Highlight: Psychiatrie et psychothérapie de l’enfant et de l’adolescent

AdoASSIP – thérapie brève pour adolescents après une tentative de suicide

Highlight
Édition
2023/23
DOI:
https://doi.org/10.4414/fms.2023.09391
Forum Med Suisses. 2023;23(23):50-52

Affiliations
a Klinik für Kinder- und Jugendpsychiatrie und Psychotherapie, Psychiatrische Universitätsklinik Zürich, Zürich; b Universität Bern, Bern

Publié le 07.06.2023

Une tentative de suicide durant l’adolescence représente un grand défi pour les personnes concernées, les proches et les professionnels. AdoASSIP est une thérapie brève qui s’adresse spécialement à ce groupe.
Le défi de l’adolescence (artiste Neva Vogel, Rapperswil-Jona; reproduction avec l’aimable autorisation).

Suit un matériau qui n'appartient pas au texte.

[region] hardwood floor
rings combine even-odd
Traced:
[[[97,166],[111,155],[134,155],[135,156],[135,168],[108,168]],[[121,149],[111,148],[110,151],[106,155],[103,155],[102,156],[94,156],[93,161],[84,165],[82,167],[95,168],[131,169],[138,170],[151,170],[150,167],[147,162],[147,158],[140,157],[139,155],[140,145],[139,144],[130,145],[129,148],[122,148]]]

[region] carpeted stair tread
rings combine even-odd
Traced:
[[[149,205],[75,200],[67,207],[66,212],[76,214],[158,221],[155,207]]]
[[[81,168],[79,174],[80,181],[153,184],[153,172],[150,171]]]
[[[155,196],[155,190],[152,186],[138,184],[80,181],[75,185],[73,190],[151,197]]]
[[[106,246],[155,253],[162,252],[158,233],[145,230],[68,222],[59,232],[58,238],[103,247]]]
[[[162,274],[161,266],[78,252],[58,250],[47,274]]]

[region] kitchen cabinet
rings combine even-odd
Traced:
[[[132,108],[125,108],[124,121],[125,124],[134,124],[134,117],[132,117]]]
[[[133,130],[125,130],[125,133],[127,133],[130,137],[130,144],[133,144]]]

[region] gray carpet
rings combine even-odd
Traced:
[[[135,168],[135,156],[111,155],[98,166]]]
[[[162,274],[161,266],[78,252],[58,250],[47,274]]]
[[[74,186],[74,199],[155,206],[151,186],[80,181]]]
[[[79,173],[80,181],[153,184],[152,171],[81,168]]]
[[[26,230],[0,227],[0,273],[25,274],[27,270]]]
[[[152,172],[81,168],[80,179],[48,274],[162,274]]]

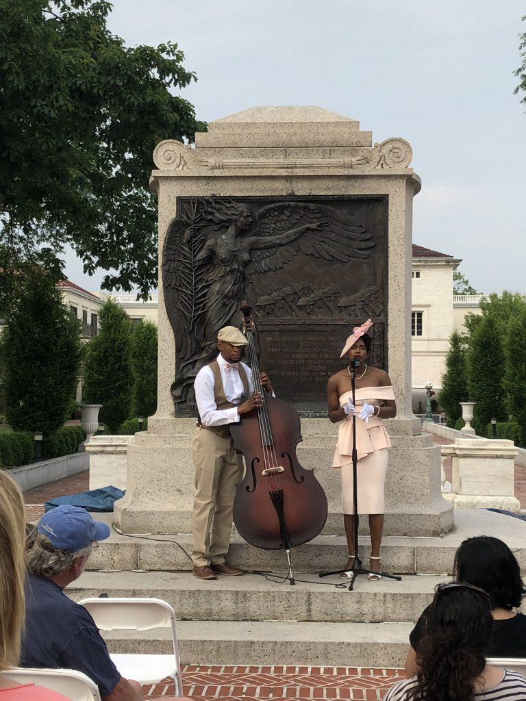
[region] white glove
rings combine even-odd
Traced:
[[[365,423],[369,421],[369,417],[372,416],[375,413],[375,407],[372,406],[370,404],[367,404],[367,402],[362,402],[362,410],[358,414],[358,416],[363,418]]]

Suicidalité chez les adolescentes et adolescents

Contrairement aux adultes, les suicides et les tentatives de suicide chez les adolescentes et adolescents n’ont pas diminué ces dernières années; chez les adolescentes, il existe des indices nationaux et internationaux suggérant même qu’ils sont en augmentation. La suicidalité dans ce groupe d’âge est devenue un problème pertinent sur le plan clinique et sur le plan de la politique de santé. La tentative de suicide est considérée comme le plus grand facteur de risque de tentative de suicide répétée ou de suicide accompli. Les offres thérapeutiques spécifiques centrées sur l’acte suicidaire pour ce groupe à haut risque représentent un grand défi et n’ont été que très limitées jusqu’à présent [1, 2]. Dans le domaine de la psychiatrie adulte, le «Attempted Suicide Short Intervention Program» (ASSIP) [3] a été développé; il s’agit d’un programme spécifique d’intervention brève qui a permis de réduire les tentatives de suicide répétées de près de 80%. Avec AdoASSIP, ce programme d’intervention brève est adapté pour la première fois aux adolescentes et adolescents. AdoASSIP est actuellement mis en œuvre dans 15 (demi-)cantons (Appenzell Rhodes-Extérieures et Rhodes-Intérieures, Bâle-Campagne, Bâle-Ville, Berne, Genève, Lucerne, Nidwald, Obwald, Saint-Gall, Schwyz, Thurgovie, Uri, Vaud, Zurich) et cofinancé par Promotion Santé Suisse à hauteur de 1,5 million de francs suisses dans le cadre de la prévention dans le domaine de la santé. D’autres cantons se sont joints à l’initiative avec leurs propres moyens.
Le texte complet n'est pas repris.